This is Mediacorral, the third and hopefully final in my line of media cataloging tools. This will be a one-stop-shop for managing my media collection, supporting automated ripping, identification, cataloging, and disaster recovery.
- Rewrite backend in Go to avoid Rust's unfortunate async scaling complexities
- Add Ollama-based AI chat to ask questions about rip jobs & subtitles
- This will assist in scenarios when little information is available for matching
- Use whisper-rs to generate subtitles for analysis when there aren't any
- Add precalculated AI matching recommendations
- Add rudimentary streaming capability (just good enough for identification)
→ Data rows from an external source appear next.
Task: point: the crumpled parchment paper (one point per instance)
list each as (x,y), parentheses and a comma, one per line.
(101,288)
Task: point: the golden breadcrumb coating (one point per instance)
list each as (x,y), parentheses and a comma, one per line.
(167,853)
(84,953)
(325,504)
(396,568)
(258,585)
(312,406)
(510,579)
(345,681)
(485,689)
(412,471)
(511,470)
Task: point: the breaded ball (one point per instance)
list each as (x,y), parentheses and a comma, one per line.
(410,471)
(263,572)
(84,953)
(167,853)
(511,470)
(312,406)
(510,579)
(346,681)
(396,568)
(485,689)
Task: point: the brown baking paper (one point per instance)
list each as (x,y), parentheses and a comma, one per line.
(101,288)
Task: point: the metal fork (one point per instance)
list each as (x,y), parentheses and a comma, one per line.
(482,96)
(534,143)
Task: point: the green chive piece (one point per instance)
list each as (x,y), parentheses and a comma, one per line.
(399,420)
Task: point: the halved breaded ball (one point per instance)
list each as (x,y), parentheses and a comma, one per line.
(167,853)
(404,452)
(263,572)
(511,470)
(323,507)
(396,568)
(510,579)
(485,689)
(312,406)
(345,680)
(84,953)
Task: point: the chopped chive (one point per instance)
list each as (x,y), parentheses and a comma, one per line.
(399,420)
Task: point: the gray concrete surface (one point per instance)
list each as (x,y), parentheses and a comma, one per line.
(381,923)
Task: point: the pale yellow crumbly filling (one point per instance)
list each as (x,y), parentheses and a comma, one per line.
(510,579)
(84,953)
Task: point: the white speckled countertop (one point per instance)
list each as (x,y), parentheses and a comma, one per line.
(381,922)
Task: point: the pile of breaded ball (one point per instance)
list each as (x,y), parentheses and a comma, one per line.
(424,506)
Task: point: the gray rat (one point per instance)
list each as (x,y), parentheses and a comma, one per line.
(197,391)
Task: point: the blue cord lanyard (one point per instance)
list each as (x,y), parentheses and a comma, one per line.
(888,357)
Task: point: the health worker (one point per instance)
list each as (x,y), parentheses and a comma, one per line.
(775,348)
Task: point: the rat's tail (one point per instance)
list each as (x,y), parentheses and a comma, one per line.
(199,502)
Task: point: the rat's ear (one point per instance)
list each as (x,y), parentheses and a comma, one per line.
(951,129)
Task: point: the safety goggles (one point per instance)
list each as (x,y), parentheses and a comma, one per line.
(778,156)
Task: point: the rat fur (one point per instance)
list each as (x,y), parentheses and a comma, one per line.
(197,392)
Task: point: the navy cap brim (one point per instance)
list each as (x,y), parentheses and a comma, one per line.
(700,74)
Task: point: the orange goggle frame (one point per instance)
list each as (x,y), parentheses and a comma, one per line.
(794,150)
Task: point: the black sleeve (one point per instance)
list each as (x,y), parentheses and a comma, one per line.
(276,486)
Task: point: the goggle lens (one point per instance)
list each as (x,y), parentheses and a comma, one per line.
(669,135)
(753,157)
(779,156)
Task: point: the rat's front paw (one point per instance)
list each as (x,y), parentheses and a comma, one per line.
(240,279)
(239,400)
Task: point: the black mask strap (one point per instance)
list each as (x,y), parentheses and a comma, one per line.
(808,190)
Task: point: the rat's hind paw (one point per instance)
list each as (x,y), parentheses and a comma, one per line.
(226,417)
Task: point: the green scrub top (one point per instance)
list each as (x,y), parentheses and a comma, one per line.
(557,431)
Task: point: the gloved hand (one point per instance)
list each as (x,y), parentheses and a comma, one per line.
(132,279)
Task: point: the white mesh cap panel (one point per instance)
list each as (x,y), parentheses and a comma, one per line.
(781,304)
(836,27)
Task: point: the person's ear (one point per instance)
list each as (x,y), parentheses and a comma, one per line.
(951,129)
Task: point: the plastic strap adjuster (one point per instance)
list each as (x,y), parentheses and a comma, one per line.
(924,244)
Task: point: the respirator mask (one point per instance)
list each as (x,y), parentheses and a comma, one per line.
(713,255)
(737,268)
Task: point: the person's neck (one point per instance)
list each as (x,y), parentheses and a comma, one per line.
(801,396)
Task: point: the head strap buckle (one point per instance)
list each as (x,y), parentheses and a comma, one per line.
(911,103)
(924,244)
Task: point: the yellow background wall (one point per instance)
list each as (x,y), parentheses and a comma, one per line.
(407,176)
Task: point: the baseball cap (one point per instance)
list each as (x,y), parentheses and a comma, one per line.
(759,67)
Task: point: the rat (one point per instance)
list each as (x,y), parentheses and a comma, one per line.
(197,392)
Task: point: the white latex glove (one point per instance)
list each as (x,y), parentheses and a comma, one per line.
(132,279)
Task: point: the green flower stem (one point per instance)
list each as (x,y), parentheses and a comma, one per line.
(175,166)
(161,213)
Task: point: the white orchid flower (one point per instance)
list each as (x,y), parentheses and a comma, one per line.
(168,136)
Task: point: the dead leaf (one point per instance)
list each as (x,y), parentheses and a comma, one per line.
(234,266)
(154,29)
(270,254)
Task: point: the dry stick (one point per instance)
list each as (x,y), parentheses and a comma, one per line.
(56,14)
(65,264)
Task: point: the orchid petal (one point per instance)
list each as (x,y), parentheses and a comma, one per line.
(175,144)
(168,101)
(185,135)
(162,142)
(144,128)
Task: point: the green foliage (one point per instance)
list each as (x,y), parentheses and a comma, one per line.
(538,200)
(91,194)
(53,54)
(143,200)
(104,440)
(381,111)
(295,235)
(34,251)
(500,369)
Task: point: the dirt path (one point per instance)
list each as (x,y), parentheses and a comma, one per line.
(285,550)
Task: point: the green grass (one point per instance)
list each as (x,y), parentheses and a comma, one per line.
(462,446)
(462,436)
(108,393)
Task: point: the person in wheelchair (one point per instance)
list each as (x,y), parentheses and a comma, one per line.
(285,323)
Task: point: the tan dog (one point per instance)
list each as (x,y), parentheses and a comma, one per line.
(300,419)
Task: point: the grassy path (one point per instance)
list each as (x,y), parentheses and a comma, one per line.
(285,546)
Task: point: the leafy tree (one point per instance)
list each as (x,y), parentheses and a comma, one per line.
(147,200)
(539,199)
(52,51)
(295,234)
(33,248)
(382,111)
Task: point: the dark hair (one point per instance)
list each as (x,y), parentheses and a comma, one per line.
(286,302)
- Add mkvtoolnix-based chapter splitting feature for master tracks
- Add transcoding support to decrease file sizes (without losing disaster recovery info)
- Add ahead-of-time upscaling for high-quality video (since some content can only be purchased in low resolution)
Managing an ethically-obtained media collection is hard. Like, REALLY hard. It's not just about buying the content. Once you get the content, it often comes on a ton of discs, and within each disc, the episodes of a TV series, for example, may not even be in order. Most people just resort to piracy, but I want to make it easier to do it the right way.
Getting media from a legally-purchased disc onto the system is a painstaking and tedious process. I've already built a few tools in the past that try to compare data found on the disc with online catalogues to try and identify which file is what. However, even with this automation, when you try to go off-grid like I have for my content and scale up, it's still a massive pain.
Backing up my media would be really expensive. I justified my lack of backups by the fact that I have all the originals on disc, and I can always restore from that. Well, that proved to be quite naive, as I failed to take into account the amount of work it takes to get it off of the disc. So how can I keep from having to pay for backups of such a large dataset without losing all the work I put into it? Mediacorral stores hashes of all content, and information about what they are, as well as backups of some information from TheMovieDataBase (TMDB) for disaster recovery. By storing hashes of the files, I can instantly identify what the file is upon ripping it from the disc, and all I need to back up is those hashes.
Mediacorral is a ripping, storage, cataloging, and renaming tool all rolled into one with a fancy web UI.
Upon triggering Mediacorral's ripping process, it will invoke MakeMKV to extract media from the disc, and save them into a temporary "rips" directory.
Once this is finished the rip will be moved into blob storage and tracked in a sqlite database. Next, each file will be analyzed, yielding a variety of information including runtime, resolution, and subtitles.
Next, these files will show up in the "catalogue" section of the web UI, where you can inform Mediacorral what it might find on the disc. Mediacorral will do different things based on whether the content is expected to be a TV show or a Movie.
Supported matching strategies:
- OST subtitle similarity scoring
- This integration downloads subtitles from opensubtitles and scores the similarity of each subtitle track ripped from the disc with a subtitle track for each possible episode found on opensubtitles.
No movie matching strategies exist yet, as it is usually easy to tell which track is the main feature from metadata alone. This feature will come, but is low on the priority list.
Instead of storing files in user-generated heirarchies, Mediacorral owns the content and manages it internally in the "blob storage controller". This allows mediacorral to associate many data points with each file and track them in a relational database rather than filenames.
An exports directory is Mediacorral's way of interfacing with media servers like Plex, Emby, and Jellyfin. Mediacorral can create link trees using either symbolic or hard links that utilize standard naming conventions as recognized by 3rd party media servers. There is no risk to deleting and recreating these directories, as all data is stored in Mediacorral's "blobs" directory. This simplifies the process of changing naming schemes and reduces the effect of any bugs that may exist in Mediacorral's synchronization between database state and filesystem trees. If an error occurs, just delete it and start again!